The destructive ‘Shamoon’ malware attacks that hit the Saudi Arabian Aramco oil company last month could have been aided by a rogue insider, a source has told Reuters news agency.
Activating on 15 August, Shamoon (also known as ‘Disttrack’) set about wiping parts of the master boot record (MBR) on the hard drive of any Windows system it could reach, a technique designed to cause chaos on target networks.
In the case of Aramco, Saudi Arabia’s national oil producer, it succeeded in this ambition, reportedly damaging 30,000 systems.
A group calling itself the ‘Cutting Sword of Justice’ claimed responsibility for the attack, which many assumed marked the incident as being pro-Iranian in its origins although Syria and the political upheaval on Bahrain are also seen as possible motivations.
According to Reuters, Aramco has hired security forms to work out how the malware got inside its defences with one hypothesis being that it was either introduced internally or using information supplied from an internal source.
“It was someone who had inside knowledge and inside privileges within the company,” reuters quoted the source as saying.
Although external targeted attacks are not hard to pull off, the huge scale and rapidity of the Shamoon attacks suggests that it had some sense of the layout of the internal LANs it was trying to target.
Fast-spreading attacks are invariably the work of worms but these can be slowed by today’s security systems. For some reason Shamoon was able to bypass this layer of control which hints that it was more coordinated that an old-fashioned worm.
As the largest oil production company in the world in the largest oil producing state, Saudi Arabia, Aramco is no ordinary target. Anyone attacking it would be doing so with commercial or political intent.
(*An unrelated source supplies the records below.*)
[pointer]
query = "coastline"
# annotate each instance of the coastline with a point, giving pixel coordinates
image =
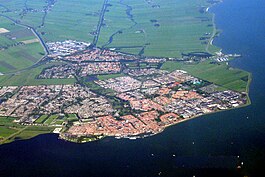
(247, 92)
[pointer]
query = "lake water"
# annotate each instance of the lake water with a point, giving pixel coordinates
(212, 145)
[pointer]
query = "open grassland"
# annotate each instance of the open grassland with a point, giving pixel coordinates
(152, 28)
(14, 55)
(164, 27)
(50, 119)
(19, 57)
(11, 131)
(41, 119)
(29, 77)
(220, 74)
(74, 19)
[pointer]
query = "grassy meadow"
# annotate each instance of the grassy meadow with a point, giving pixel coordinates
(220, 74)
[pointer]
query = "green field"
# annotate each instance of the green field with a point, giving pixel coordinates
(162, 27)
(29, 77)
(10, 131)
(220, 74)
(15, 56)
(50, 119)
(181, 25)
(41, 119)
(109, 76)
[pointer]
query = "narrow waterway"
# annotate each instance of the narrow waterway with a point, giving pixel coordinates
(212, 145)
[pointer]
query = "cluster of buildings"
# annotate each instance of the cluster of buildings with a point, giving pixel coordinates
(120, 84)
(156, 107)
(30, 102)
(145, 72)
(80, 69)
(148, 99)
(68, 47)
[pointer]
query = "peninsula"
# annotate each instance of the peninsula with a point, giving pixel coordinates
(114, 80)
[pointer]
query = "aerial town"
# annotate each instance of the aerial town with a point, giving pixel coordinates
(144, 101)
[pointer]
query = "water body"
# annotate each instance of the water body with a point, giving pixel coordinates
(205, 146)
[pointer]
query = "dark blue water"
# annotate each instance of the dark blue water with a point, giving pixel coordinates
(206, 146)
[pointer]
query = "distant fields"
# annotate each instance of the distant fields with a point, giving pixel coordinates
(172, 28)
(11, 131)
(220, 74)
(29, 77)
(15, 55)
(165, 28)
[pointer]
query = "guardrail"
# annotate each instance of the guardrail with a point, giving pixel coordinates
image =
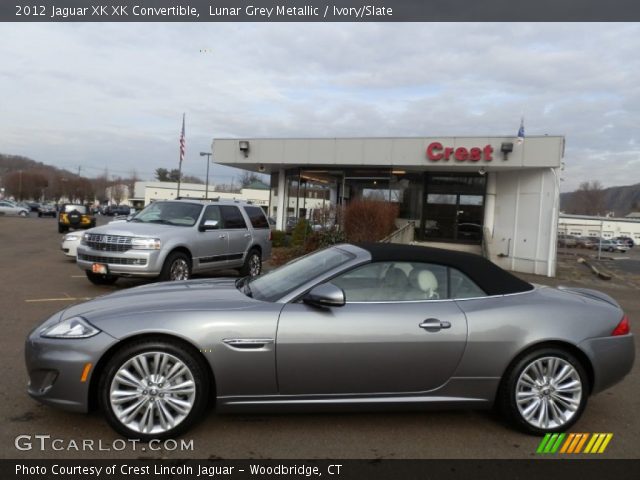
(404, 234)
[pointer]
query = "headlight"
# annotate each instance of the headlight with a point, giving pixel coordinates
(74, 327)
(141, 243)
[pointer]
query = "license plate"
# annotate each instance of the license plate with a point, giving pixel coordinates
(99, 268)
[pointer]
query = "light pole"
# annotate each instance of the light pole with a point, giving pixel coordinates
(206, 191)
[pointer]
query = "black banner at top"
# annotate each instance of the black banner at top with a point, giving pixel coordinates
(319, 11)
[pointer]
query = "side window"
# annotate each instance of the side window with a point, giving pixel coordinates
(232, 217)
(393, 282)
(257, 217)
(462, 286)
(212, 212)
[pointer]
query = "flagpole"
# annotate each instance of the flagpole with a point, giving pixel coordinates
(182, 149)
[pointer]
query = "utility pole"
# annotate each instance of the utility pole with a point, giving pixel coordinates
(206, 190)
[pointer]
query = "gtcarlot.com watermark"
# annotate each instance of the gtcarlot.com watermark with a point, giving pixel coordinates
(42, 443)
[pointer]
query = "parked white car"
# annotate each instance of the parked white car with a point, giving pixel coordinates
(10, 208)
(70, 243)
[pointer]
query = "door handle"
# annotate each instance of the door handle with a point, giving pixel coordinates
(434, 325)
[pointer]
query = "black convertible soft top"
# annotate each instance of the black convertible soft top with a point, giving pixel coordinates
(487, 275)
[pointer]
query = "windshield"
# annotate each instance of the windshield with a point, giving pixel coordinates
(80, 208)
(170, 213)
(277, 283)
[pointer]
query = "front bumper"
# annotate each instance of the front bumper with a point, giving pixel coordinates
(55, 368)
(612, 359)
(132, 263)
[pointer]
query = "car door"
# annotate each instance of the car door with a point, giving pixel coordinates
(393, 335)
(210, 246)
(237, 232)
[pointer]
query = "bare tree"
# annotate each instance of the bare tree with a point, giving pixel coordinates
(588, 199)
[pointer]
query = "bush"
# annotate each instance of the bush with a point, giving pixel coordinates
(279, 239)
(369, 220)
(301, 232)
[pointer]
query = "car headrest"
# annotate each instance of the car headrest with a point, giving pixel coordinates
(395, 277)
(424, 280)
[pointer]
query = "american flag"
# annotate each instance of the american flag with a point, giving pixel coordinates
(182, 141)
(520, 131)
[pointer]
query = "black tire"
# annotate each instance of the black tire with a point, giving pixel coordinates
(99, 279)
(507, 393)
(196, 375)
(252, 264)
(177, 266)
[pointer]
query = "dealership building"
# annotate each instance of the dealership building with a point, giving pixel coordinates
(491, 195)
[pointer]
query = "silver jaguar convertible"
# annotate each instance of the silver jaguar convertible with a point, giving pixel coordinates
(369, 326)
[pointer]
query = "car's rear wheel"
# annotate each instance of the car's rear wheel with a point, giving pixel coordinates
(252, 264)
(177, 266)
(100, 279)
(153, 389)
(544, 391)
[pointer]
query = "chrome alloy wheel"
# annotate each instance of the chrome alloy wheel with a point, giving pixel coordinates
(179, 270)
(152, 392)
(548, 392)
(255, 265)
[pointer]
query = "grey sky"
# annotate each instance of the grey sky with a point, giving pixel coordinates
(96, 95)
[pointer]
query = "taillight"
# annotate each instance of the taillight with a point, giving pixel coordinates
(623, 327)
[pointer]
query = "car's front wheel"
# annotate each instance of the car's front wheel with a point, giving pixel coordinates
(100, 279)
(153, 389)
(252, 264)
(177, 266)
(544, 391)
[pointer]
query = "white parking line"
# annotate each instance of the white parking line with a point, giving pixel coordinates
(64, 299)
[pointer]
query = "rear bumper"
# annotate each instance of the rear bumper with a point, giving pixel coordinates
(612, 359)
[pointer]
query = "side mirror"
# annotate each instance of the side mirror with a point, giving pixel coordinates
(325, 295)
(209, 225)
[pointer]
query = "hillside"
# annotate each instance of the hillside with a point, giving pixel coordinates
(619, 200)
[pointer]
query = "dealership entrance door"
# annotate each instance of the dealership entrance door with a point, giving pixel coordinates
(453, 209)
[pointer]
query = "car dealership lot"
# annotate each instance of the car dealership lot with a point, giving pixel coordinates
(38, 280)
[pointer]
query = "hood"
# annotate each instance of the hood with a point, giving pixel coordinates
(138, 229)
(190, 295)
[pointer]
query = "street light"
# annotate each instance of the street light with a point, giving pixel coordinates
(206, 191)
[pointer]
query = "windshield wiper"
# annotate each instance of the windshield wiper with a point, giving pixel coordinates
(243, 284)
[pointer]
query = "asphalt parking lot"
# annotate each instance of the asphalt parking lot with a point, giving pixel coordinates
(38, 280)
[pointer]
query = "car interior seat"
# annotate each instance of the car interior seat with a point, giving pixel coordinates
(423, 284)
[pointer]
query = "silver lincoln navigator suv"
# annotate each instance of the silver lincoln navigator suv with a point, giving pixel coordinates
(173, 239)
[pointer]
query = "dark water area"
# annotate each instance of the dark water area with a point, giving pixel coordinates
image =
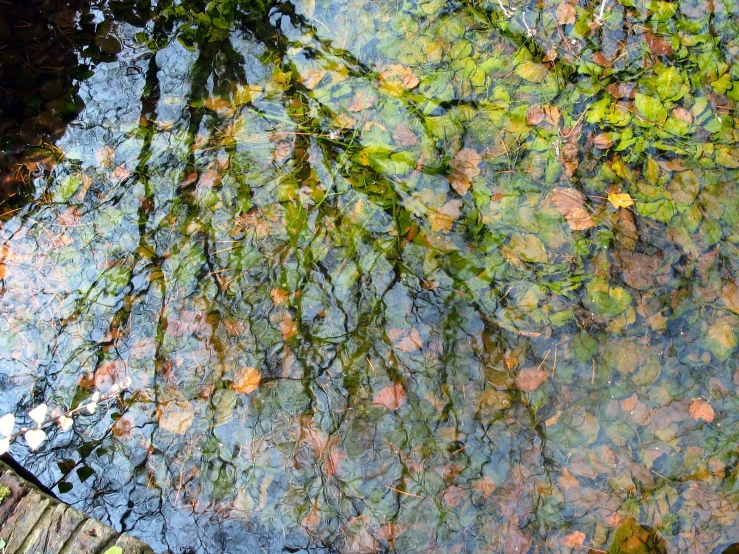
(386, 276)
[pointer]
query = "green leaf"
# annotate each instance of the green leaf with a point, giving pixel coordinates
(67, 188)
(605, 300)
(651, 108)
(669, 84)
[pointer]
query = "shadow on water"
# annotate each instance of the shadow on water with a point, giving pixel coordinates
(364, 265)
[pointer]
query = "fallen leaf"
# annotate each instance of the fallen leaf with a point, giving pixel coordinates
(529, 379)
(571, 204)
(602, 141)
(464, 167)
(279, 296)
(620, 200)
(574, 539)
(406, 341)
(400, 73)
(566, 14)
(311, 77)
(392, 397)
(104, 156)
(246, 380)
(701, 410)
(176, 416)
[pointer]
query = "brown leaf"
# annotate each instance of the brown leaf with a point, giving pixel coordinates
(392, 397)
(176, 416)
(660, 46)
(730, 296)
(400, 73)
(700, 409)
(246, 380)
(566, 14)
(464, 167)
(571, 204)
(535, 115)
(683, 115)
(574, 539)
(279, 296)
(529, 379)
(124, 427)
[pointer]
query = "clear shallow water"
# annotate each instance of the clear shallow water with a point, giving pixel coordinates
(359, 261)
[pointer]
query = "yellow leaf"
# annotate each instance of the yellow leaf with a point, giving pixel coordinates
(620, 200)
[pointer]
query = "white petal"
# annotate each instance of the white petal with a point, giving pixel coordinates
(35, 437)
(38, 414)
(7, 424)
(65, 422)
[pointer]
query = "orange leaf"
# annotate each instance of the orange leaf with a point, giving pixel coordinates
(700, 409)
(574, 539)
(246, 380)
(570, 203)
(392, 397)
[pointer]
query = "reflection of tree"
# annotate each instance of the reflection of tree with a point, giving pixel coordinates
(388, 354)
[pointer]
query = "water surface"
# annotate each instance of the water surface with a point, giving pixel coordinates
(387, 276)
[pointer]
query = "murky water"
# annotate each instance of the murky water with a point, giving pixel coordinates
(387, 276)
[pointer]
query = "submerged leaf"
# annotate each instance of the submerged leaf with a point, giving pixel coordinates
(701, 410)
(571, 204)
(246, 380)
(392, 397)
(622, 200)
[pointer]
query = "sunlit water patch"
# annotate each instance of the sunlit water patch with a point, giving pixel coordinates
(390, 277)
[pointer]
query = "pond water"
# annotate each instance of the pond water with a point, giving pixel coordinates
(401, 276)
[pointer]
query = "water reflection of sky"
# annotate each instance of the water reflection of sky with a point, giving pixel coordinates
(428, 359)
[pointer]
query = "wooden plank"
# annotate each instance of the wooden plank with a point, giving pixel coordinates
(31, 522)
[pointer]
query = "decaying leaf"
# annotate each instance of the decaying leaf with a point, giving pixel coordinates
(571, 204)
(392, 397)
(176, 416)
(620, 200)
(701, 410)
(464, 166)
(566, 14)
(574, 539)
(529, 379)
(246, 380)
(311, 77)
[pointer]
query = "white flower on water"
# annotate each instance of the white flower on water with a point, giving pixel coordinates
(38, 414)
(65, 422)
(7, 424)
(34, 438)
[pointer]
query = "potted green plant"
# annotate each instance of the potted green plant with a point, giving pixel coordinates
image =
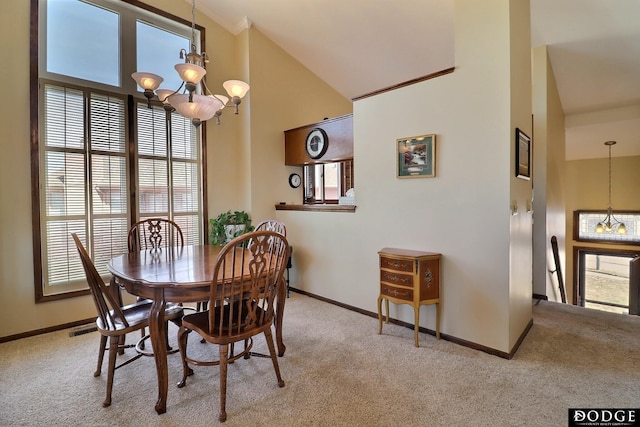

By odd coincidence, Shamoon was not the only example of data-wiping malware to target the oil industry in the Middle East this year, following on the heels of an even more mysterious attack dubbed ‘Wiper’.
Recently analysed by Kaspersky Lab, this hit computers in Iran in April, causing significant damage to the company’s oil industry using the same hard drive-wiping technique.
Iran itself has said little about the nature of the attacks but Kaspersky Lab has been able to link them using rather sketchy forensic evidence to prominent attacks such as Stuxnet, Flame, Gauss and Duqu. That would make them a part of a larger and longer-term cyberattack campaign meant to harm Iran, in this case possibly by deleting an evidence trail connected to a previous attack.
Might the Shamoon attacks be some kind of retaliation emanating from Iran, targeting the same industry sector using less sophisticated but still effective technology? For now nobody knows but the message is clear – major oil producers will have to guard against no-holds barred attacks from now on.